Dillon being Dillon, he used it to his advantage, recruiting the girls to help in his campaign to get me to sing on the latest Collateral Damage album. My husband has been trying to get me to sing on a track since Vegas, but I repeatedly tell him that was a one-time thing.

“Daddy already loves Mommy forever,” Fleur says, looking at me with a big, dreamy expression on her face. “When I grow up, I’m going to marry a rock star just like my Daddy and make smoochy faces at him all the time just like you do, Mommy.”

Audrey snorts out a laugh. “What’s a smoochy face?” she asks as warmth floods my chest, briefly eradicating the constant pain.

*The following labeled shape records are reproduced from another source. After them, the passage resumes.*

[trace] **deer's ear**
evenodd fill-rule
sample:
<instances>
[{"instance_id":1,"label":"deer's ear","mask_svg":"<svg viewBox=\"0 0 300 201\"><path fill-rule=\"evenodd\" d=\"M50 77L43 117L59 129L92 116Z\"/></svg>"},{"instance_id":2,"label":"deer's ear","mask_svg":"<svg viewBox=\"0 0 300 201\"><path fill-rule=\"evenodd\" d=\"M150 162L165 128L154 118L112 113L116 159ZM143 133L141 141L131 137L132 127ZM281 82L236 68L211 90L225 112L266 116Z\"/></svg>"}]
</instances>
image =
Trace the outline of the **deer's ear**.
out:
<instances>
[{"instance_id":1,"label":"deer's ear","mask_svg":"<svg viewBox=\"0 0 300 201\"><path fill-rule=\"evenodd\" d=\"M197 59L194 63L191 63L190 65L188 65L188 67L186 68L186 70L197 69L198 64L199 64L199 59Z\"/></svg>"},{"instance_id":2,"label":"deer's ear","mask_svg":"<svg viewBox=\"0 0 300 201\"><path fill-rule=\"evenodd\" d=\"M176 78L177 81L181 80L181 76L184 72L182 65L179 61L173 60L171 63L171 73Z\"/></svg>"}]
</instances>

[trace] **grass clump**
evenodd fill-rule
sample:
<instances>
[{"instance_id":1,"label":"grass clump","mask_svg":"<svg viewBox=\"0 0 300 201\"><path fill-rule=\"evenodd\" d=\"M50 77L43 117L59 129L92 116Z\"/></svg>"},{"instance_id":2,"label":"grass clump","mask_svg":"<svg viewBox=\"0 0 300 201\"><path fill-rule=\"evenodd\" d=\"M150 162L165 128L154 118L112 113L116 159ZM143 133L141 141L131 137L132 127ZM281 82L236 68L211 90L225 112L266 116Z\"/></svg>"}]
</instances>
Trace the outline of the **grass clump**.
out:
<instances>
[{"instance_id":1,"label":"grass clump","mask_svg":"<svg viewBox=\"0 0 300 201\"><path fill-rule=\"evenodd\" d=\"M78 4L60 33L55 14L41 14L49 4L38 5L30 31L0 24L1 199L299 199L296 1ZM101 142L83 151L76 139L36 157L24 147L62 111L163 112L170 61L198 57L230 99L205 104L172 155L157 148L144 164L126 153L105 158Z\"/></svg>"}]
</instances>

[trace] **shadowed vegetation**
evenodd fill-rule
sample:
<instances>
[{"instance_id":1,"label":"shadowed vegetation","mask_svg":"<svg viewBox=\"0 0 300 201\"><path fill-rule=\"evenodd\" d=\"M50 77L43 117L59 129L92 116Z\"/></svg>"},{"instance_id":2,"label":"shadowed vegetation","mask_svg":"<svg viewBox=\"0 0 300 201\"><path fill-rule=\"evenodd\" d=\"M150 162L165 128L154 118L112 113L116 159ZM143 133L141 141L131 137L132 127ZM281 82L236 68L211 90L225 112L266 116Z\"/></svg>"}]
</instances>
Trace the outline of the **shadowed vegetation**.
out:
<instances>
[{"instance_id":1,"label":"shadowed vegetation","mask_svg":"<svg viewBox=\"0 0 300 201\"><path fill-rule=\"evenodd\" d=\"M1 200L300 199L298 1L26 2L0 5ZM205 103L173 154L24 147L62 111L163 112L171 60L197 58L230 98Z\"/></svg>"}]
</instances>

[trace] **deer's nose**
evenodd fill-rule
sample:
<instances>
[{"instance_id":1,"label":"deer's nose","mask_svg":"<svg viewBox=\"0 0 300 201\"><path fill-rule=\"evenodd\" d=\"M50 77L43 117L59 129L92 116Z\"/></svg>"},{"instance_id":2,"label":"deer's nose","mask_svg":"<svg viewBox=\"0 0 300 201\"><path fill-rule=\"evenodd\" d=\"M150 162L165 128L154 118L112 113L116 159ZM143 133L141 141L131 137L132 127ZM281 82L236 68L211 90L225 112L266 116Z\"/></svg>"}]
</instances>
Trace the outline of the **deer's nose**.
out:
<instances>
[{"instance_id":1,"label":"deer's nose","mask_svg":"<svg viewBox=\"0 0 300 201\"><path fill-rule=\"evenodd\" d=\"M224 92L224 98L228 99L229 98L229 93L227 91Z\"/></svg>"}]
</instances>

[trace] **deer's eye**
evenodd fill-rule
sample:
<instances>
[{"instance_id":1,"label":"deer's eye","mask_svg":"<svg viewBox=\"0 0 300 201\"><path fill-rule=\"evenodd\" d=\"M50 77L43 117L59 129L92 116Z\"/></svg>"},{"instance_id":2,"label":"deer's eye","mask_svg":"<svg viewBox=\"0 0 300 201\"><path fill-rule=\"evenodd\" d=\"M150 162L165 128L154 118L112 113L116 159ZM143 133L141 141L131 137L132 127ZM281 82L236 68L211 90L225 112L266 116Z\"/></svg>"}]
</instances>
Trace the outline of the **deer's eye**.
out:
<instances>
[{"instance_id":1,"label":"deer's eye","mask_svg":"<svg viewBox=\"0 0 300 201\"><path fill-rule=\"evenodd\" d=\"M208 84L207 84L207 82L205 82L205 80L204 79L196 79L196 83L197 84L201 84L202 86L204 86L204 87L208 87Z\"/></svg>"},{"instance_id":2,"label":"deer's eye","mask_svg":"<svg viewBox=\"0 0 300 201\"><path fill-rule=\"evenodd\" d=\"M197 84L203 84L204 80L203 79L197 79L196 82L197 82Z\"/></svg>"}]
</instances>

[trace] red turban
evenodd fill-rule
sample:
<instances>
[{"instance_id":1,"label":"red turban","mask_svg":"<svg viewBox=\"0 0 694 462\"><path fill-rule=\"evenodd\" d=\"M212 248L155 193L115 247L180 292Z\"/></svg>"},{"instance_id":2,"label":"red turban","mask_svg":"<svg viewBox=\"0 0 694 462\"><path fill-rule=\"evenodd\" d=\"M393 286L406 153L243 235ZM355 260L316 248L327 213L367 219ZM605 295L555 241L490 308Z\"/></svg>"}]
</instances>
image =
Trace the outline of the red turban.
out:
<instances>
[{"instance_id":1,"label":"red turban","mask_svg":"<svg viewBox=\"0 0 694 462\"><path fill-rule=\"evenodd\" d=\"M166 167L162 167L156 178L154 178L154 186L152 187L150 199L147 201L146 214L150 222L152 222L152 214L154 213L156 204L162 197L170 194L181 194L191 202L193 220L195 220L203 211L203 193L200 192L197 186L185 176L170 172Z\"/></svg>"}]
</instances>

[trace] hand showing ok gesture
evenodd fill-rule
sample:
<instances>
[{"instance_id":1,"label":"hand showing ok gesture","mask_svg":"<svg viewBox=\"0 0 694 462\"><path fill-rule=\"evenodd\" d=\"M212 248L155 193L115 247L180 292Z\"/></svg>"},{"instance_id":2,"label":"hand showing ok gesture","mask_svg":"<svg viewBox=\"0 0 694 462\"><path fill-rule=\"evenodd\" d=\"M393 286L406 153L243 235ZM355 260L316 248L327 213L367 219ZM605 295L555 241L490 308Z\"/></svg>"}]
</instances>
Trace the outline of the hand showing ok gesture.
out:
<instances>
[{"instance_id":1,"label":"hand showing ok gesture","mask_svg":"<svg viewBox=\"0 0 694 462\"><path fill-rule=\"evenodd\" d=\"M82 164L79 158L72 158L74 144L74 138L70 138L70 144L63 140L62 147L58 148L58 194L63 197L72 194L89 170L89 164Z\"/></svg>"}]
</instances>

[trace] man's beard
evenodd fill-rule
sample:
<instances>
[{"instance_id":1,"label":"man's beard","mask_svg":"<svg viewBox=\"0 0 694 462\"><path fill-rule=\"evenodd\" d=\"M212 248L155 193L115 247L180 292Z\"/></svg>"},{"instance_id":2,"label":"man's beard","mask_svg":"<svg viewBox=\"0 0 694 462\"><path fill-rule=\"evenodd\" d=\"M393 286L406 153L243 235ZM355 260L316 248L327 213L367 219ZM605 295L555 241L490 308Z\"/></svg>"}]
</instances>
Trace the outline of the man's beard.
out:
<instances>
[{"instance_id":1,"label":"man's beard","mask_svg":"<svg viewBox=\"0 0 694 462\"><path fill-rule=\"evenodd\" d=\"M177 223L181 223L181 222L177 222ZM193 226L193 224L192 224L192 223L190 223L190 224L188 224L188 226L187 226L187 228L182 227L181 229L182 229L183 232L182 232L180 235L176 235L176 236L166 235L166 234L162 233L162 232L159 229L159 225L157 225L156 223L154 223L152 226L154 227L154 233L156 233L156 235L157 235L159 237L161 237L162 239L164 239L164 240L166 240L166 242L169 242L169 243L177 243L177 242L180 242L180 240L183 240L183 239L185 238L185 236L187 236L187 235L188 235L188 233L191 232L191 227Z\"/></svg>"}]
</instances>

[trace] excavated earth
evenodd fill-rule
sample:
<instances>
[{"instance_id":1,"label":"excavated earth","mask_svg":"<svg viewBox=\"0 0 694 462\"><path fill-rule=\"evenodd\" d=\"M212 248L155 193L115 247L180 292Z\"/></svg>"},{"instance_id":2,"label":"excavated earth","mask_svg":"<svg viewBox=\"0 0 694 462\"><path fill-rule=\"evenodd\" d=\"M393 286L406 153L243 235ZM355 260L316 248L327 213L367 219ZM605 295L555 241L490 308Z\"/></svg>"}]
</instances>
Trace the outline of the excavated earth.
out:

Fleur smiles and widens her eyes, tilting her head to the side and staring dreamily into space.

“I do not look like that!” I protest, smothering a laugh.

Audrey giggles, and my lips twitch.

“Just like that, Auntie Rey.” Fleur straightens up and returns to stuffing herself with pancakes.

“I think you might have a little actress in the making,” Audrey says.

“I think you might be right.” Our eldest daughter is definitely theatrical, but Melody is too. Easton loves drama as well, and I wonder if any of them, or all of them, will follow Mom and Reeve into acting.

“I’m going to be a singer,” Melody announces. “And I will sing with my daddy on every track.”

“Daddy would love that,” I say, darting down to press a kiss to her soft cheek. Both our girls have Dillon wrapped around their little fingers. He adores them as much as they adore him.

My husband is an amazing father. He somehow manages to be both playful and strict. If I want the kids to do anything, I usually have to ask repeatedly and raise my voice for anyone to take me seriously. Yet Dillon only has to say it once, in his stern disciplinarian voice, and they jump to obey. Even though he’s the fun one, I’m actually softer. Together, it works, and we get the balance right.

Or we used to.

These days, I don’t know if we’re getting much right at all.

“Mom.” Melody looks up at me with her big blue eyes, flinging her arms around my neck. “Please sing with my daddy. He loves you sooooo much, and you’re the best singer and the best mommy in the whole wide world.”

Her words bring tears to my eyes, and she can’t know how much I need to hear and feel her love.

“Do it, Mom.” Fleur clings to my arm and peers up at me with a matching pleading expression. She is the only one of my children to have my hazel eyes. The other three all have their fathers’ blue eyes.

In the face of such devotion to Dillon and the excitement I know it will ignite, I relent. “My two princesses have convinced me.” I kiss both their cheeks. “I’ll do it. We can tell Daddy together when he gets home tonight.”

There is much celebration and cries to call Dillon and tell him immediately, but I know they are busy now that Ro is back from Ireland and they can finish the album, so I don’t want to disturb him.